What Is Downs Syndrome
It is not a disease, just a part of what makes people with Down's syndrome who they are. People with Down's syndrome are not ill and do not 'suffer' from the condition.
For every 1,000 babies born, usually one baby will have the condition.
Approximately 750 babies with the condition are born in the UK each year.
It affects people of all ages, races and economic situations.
Although the chances of having a baby with Down's syndrome increases for older mothers, more babies with the condition are born to younger women, since the overall birth rate tends to be higher in women of younger age groups.
Down's syndrome is caused by the presence of an extra chromosome 21 in a baby's cells, meaning they have 3 copies instead of two, this is why Down's syndrome is also known as 'trisomy 21'. It occurs by chance at conception and is irreversible.
Many people with Down's syndrome experience very good health, however, the incidence of a number of health conditions (including thyroid disorders, heart conditions, visual and hearing impairments) are more common. We know much more about these conditions today than in previous generations and much can be done to identify and treat these associated health issues.

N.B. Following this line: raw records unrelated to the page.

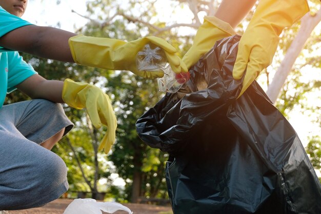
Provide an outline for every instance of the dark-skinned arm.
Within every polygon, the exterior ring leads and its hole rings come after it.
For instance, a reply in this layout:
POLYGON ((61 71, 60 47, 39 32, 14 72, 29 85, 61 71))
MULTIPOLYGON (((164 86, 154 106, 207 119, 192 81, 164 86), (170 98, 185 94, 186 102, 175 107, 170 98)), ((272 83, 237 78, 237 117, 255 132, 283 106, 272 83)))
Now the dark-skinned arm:
POLYGON ((0 37, 0 46, 44 58, 74 62, 68 40, 76 35, 50 27, 27 25, 0 37))
POLYGON ((16 88, 33 99, 42 99, 54 103, 64 103, 62 98, 64 82, 47 80, 34 74, 16 86, 16 88))

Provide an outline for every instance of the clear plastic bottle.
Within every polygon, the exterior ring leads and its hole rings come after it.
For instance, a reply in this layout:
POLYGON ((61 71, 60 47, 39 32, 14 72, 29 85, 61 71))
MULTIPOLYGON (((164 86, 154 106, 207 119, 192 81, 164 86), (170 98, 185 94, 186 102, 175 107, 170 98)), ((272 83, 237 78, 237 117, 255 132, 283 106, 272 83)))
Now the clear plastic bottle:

All people with the condition will have some level of learning disability. However, children and adults with Down's syndrome will learn and acquire new skills, but they may need support and practise to do so. Around 80% of children with Down's syndrome go to mainstream primary schools and more and more adults and leading fulfilling, semi-independent lives - including having paid jobs and lasting relationships.
The outlook for people with Down's syndrome is increasingly positive and today the average life expectancy for a person with Down's syndrome is around 60.
It is estimated that there are around 40,000 people with Down's syndrome living in the UK.